This month, we’re here to help you understand the benefits of having a website, so you can be in the driver’s seat toward building your website versus coaxing your high schooler to help you understand what you need. First, grab a pen to jot down some answers to the following questions:
What is your goal for having a website?
If you simply want a website for the sake of saying you have one, please don’t put any money or energy into it. Your website is another medium, through which you will gain publicity and exposure; it’s another way to market your products or services. Define your goals before you get started.
Why should people browse your website?
Asking the Why questions will help you define your objectives for having a website. Why should people know your story? Why do people need to spend time on your website? The answers will help define your objectives and the direction you should go with your website.

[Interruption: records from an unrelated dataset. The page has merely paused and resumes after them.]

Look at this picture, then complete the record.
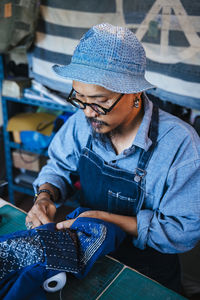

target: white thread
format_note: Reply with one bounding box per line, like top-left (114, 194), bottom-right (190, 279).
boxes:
top-left (43, 272), bottom-right (67, 293)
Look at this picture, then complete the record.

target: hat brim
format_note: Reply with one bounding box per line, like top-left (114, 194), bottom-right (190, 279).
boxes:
top-left (53, 63), bottom-right (155, 94)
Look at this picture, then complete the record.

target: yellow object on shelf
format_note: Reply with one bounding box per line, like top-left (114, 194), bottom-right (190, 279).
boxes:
top-left (7, 112), bottom-right (56, 143)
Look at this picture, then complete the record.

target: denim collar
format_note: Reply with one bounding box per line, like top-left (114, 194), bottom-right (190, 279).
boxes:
top-left (133, 93), bottom-right (153, 151)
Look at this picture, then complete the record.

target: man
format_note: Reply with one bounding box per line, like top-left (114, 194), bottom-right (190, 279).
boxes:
top-left (27, 24), bottom-right (200, 291)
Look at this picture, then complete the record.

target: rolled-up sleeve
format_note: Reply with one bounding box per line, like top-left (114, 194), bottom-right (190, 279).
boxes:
top-left (133, 159), bottom-right (200, 253)
top-left (33, 113), bottom-right (88, 200)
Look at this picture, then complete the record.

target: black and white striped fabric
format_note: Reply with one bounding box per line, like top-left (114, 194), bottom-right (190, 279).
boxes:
top-left (30, 0), bottom-right (200, 109)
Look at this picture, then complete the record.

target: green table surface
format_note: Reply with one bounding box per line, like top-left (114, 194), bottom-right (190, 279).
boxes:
top-left (0, 205), bottom-right (186, 300)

What should be the “Call to action”?
Once you understand your objectives, how would you like potential customers to respond? Do you want them to submit an online form, sign up for a newsletter, purchase an item, or simply call your toll-free number? What would you like them to do once they are familiar with your company? That will determine the actual content, design, and structure of your site with a call to action in there somewhere.
What is the information people need from you?

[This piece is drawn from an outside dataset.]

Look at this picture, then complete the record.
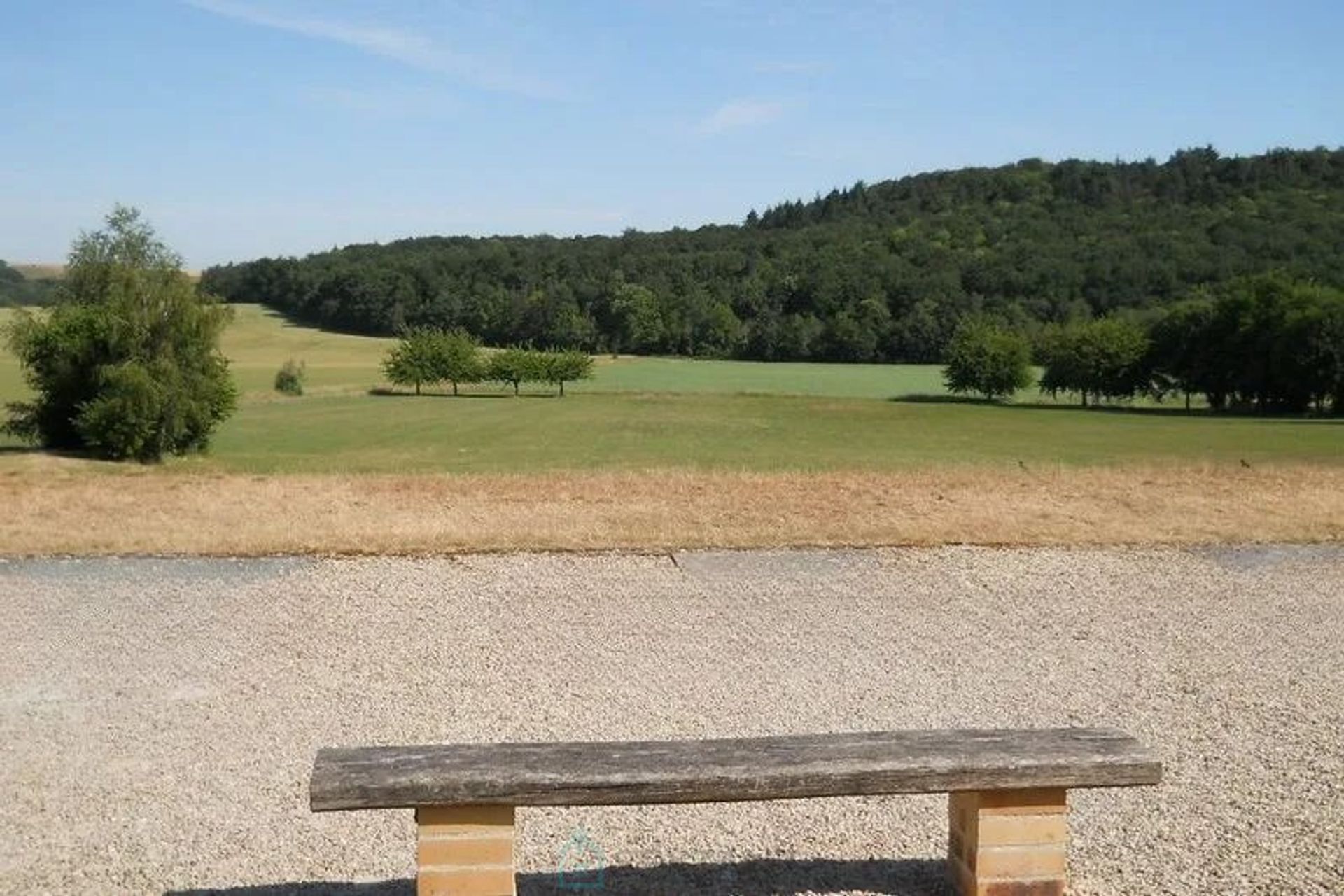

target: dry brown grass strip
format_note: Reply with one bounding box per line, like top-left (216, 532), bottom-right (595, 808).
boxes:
top-left (0, 461), bottom-right (1344, 555)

Once you know the action you want your customers to take, you can populate the website with information needed for your site visitors. For example, if you want a potential customer to sign up for your newsletter, you might give an incentive to sign up like a coupon code for free shipping. If you would like them to purchase a product online, you’d better have good product information so they can make informed decisions before they buy.
Finally, structure your thoughts.
Spread your answers to those questions out on the table and let’s think of the most logical way to structure your website. Depending on the information you wish to provide, and the call to action, you may want certain web pages and menu items for different products or services. Imagine the customer walking through your store or getting to know your business on a phone call, and think the same way for your website. The customer needs to be able to “walk through” your website, easily understating where to go and what action to take next.